Cold-smoked trout
My wife Alice owns a little shop in our town, and every so often a local fisherman drops off some amazing trout. He charges us only a few pounds for the fish and, more often than not, I’ll cure and cold smoke them – they’re always delicious.
Cold smoking is much simpler than you may think; anyone can turn their hand to it. I’m lucky because I can use our chimney, which I can reach without worrying about falling to the ground. As the fire below smoulders away gently, a fish hangs quietly near the top, with cool, oak smoke slowly passing it by. In cold smoking, the smoke merely flavours (rather than cooks) the fish, so it shouldn’t really go above 25°C (77°F).

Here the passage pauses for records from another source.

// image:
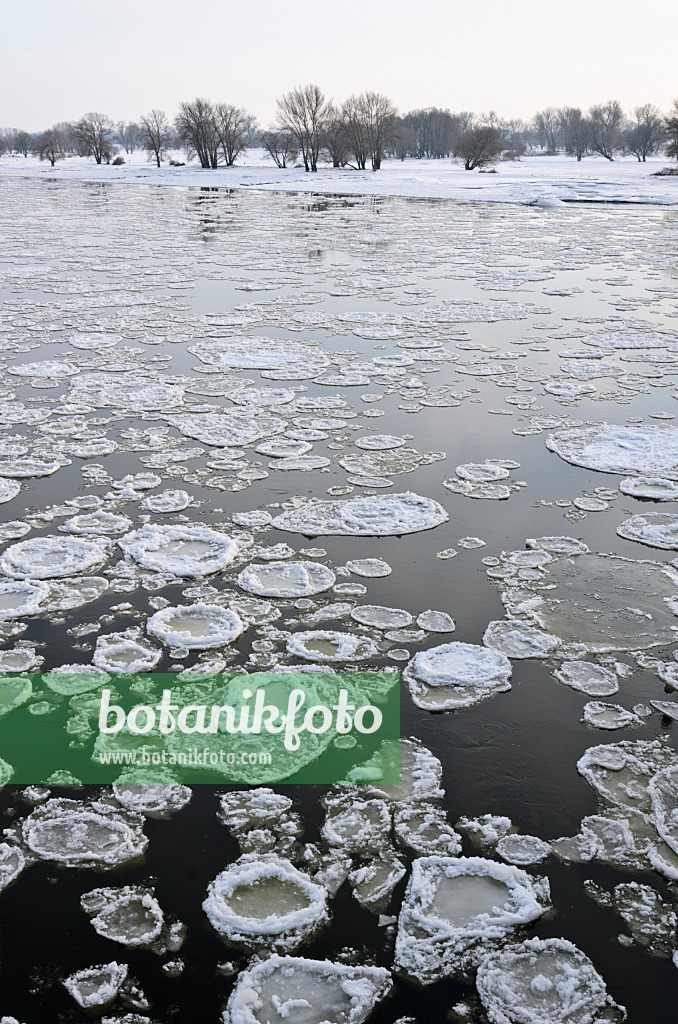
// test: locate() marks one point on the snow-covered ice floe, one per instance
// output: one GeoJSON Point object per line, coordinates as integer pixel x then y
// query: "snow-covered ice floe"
{"type": "Point", "coordinates": [183, 551]}
{"type": "Point", "coordinates": [646, 451]}
{"type": "Point", "coordinates": [544, 981]}
{"type": "Point", "coordinates": [265, 902]}
{"type": "Point", "coordinates": [306, 991]}
{"type": "Point", "coordinates": [456, 675]}
{"type": "Point", "coordinates": [456, 909]}
{"type": "Point", "coordinates": [371, 516]}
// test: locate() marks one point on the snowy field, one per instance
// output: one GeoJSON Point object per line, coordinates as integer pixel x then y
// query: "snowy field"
{"type": "Point", "coordinates": [533, 179]}
{"type": "Point", "coordinates": [250, 432]}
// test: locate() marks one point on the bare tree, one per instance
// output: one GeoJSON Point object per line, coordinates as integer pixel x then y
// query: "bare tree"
{"type": "Point", "coordinates": [303, 113]}
{"type": "Point", "coordinates": [645, 133]}
{"type": "Point", "coordinates": [232, 127]}
{"type": "Point", "coordinates": [335, 138]}
{"type": "Point", "coordinates": [155, 134]}
{"type": "Point", "coordinates": [196, 126]}
{"type": "Point", "coordinates": [576, 130]}
{"type": "Point", "coordinates": [671, 128]}
{"type": "Point", "coordinates": [50, 144]}
{"type": "Point", "coordinates": [477, 143]}
{"type": "Point", "coordinates": [94, 133]}
{"type": "Point", "coordinates": [128, 135]}
{"type": "Point", "coordinates": [281, 145]}
{"type": "Point", "coordinates": [606, 121]}
{"type": "Point", "coordinates": [547, 125]}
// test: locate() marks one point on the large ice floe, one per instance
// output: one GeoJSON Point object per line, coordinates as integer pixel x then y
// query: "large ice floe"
{"type": "Point", "coordinates": [306, 991]}
{"type": "Point", "coordinates": [84, 835]}
{"type": "Point", "coordinates": [457, 909]}
{"type": "Point", "coordinates": [263, 901]}
{"type": "Point", "coordinates": [196, 627]}
{"type": "Point", "coordinates": [286, 579]}
{"type": "Point", "coordinates": [183, 551]}
{"type": "Point", "coordinates": [50, 557]}
{"type": "Point", "coordinates": [456, 675]}
{"type": "Point", "coordinates": [371, 516]}
{"type": "Point", "coordinates": [646, 451]}
{"type": "Point", "coordinates": [544, 981]}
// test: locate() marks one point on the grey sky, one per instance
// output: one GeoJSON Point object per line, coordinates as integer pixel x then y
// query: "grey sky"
{"type": "Point", "coordinates": [59, 58]}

In its crudest form a cold smoker is really just a fire chamber and a smoke chamber connected via a pipe long enough to allow the smoke to cool before it reaches the food. At River Cottage we connected an old pot-bellied stove to a cider barrel, but I’ve heard of people making cold smokers out of wardrobes, gun cupboards, broken fridges and even old-fashioned red phone boxes. You either hang the fish or meat inside or lay it on racks. You can buy small mesh coils that you fill with sawdust or wood chip (hardwoods are best – I like the wood from fruit trees, as well as the wood from the wonderful bay), that you light and place in the bottom of a smoke chamber. They’ll smoulder away for many hours.
Always salt and dry your fish before you smoke it. This is important as it firms the surface of the fish and draws outward flavour-carrying particles from inside the flesh. These particles create colour and flavour when exposed to smoke.